En revanche le fait de les avoir rappelé a permis de confirmer le doute et de rectifier le problème. Cette équipe n’a réellement été prévenue que 45min avant leur arrivée au point de chute.

Bon, il est satisfait de l’explication.

Où est-ce que je dors ? Au camping. Ah, c’est juste à côté de chez lui. Si je me sens pas de dormir dans le froid, je n’ai qu’à venir chez lui.
Oh … (je n’écrirai pas que j’en avais les larmes aux yeux ; un sentiment de dette éternelle envers tant de générosité).

§Conclusion

Constat constant chez les Islandais : leur détermination, leur attitude posée et leur prévenance est sans équivoque (David en parlait dans son article Caring).
Non seulement ils sont volontaires, mais en plus ils s’assurent que tout ira bien en plus du tout va bien.
Au retour en France, clairement, ce sentiment ne flottait plus dans l’air.
À plus forte raison dans un aéroport bondé.

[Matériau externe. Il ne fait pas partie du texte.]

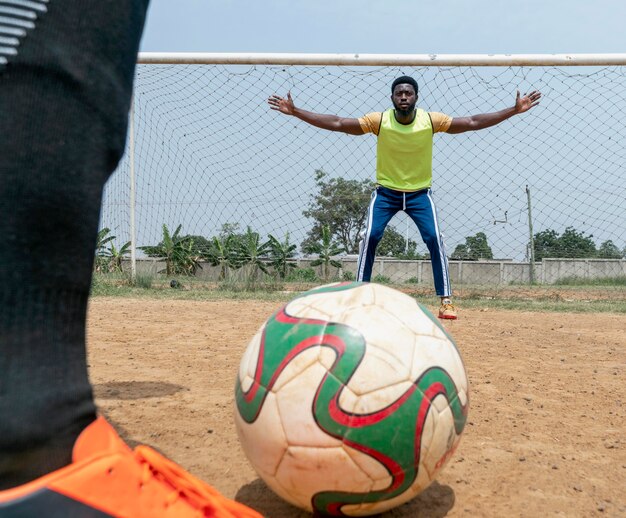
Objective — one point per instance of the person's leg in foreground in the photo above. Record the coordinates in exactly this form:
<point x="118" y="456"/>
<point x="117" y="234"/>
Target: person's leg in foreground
<point x="66" y="75"/>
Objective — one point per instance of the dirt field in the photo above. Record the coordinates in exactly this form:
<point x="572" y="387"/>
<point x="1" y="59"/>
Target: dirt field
<point x="547" y="421"/>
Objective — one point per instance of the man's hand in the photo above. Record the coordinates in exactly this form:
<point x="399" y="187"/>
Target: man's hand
<point x="281" y="104"/>
<point x="523" y="104"/>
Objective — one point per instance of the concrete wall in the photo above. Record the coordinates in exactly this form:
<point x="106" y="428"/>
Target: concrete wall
<point x="549" y="271"/>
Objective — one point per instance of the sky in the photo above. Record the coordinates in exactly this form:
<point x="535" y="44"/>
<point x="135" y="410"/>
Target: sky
<point x="386" y="26"/>
<point x="196" y="156"/>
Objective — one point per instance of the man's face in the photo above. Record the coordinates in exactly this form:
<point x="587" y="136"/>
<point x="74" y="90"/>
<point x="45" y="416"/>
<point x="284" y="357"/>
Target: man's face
<point x="404" y="99"/>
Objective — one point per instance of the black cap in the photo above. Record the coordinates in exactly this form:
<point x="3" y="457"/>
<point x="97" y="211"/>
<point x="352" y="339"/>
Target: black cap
<point x="404" y="80"/>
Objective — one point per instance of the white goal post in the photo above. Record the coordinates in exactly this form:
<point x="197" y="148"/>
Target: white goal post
<point x="201" y="127"/>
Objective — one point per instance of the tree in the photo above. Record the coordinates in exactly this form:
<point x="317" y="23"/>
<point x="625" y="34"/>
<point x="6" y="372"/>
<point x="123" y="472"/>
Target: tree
<point x="109" y="258"/>
<point x="280" y="253"/>
<point x="251" y="252"/>
<point x="608" y="250"/>
<point x="178" y="253"/>
<point x="546" y="244"/>
<point x="571" y="244"/>
<point x="326" y="250"/>
<point x="114" y="257"/>
<point x="340" y="205"/>
<point x="474" y="249"/>
<point x="220" y="252"/>
<point x="576" y="244"/>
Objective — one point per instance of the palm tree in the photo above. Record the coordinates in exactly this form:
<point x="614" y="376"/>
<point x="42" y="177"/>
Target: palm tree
<point x="220" y="253"/>
<point x="115" y="256"/>
<point x="179" y="253"/>
<point x="280" y="253"/>
<point x="103" y="239"/>
<point x="326" y="250"/>
<point x="250" y="252"/>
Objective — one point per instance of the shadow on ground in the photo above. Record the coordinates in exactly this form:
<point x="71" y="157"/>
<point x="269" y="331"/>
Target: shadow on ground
<point x="434" y="502"/>
<point x="128" y="390"/>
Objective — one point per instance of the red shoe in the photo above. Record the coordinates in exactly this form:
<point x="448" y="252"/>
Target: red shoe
<point x="447" y="311"/>
<point x="107" y="478"/>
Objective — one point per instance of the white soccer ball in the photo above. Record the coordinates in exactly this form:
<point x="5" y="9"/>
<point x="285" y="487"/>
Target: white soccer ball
<point x="350" y="399"/>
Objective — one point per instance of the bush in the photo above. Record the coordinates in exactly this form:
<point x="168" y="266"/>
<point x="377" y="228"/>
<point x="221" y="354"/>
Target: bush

L’organisation déployée pour cette opération sur le terrain a tout d’un cas d’école en gestion de projet : identification du problème, déploiement d’une équipe agile s’adaptant au terrain (ils ne terraforment pas la montagne pour que leur vie soient plus facile …), collecte régulière du feedback tant du “client” que des participants à l’opération, adaptation du trajet aux difficultés du terrain.

Leurs feedbacks réguliers, l’exposition de leur souffrance et la connaissance individuelle de leurs limites (et leur prévention du danger), tous 3 combinés ont permis à une équipe, un collectif, un ensemble d’hommes et de femmes de mener à bien une mission dans les meilleures conditions qui soient. Montrer, la joie, la douleur, la fatigue leur a permis de mieux se positionner par rapport aux autres. Pas de sous-marin. Pas de frime. L’objectif c’est d’arriver au bout, pas de paraître maitriser la situation.

La maîtrise c’est le constat final, a posteriori.

Confiance. Humilité. Communication.
Des règles qu’on espère probablement tous rencontrer au quotidien, entre amis, entre collègues, en famille.
Des éléments clés dans quelque réussite que ce soit.

Des choses simples.
Une autre constante de l’île de glace.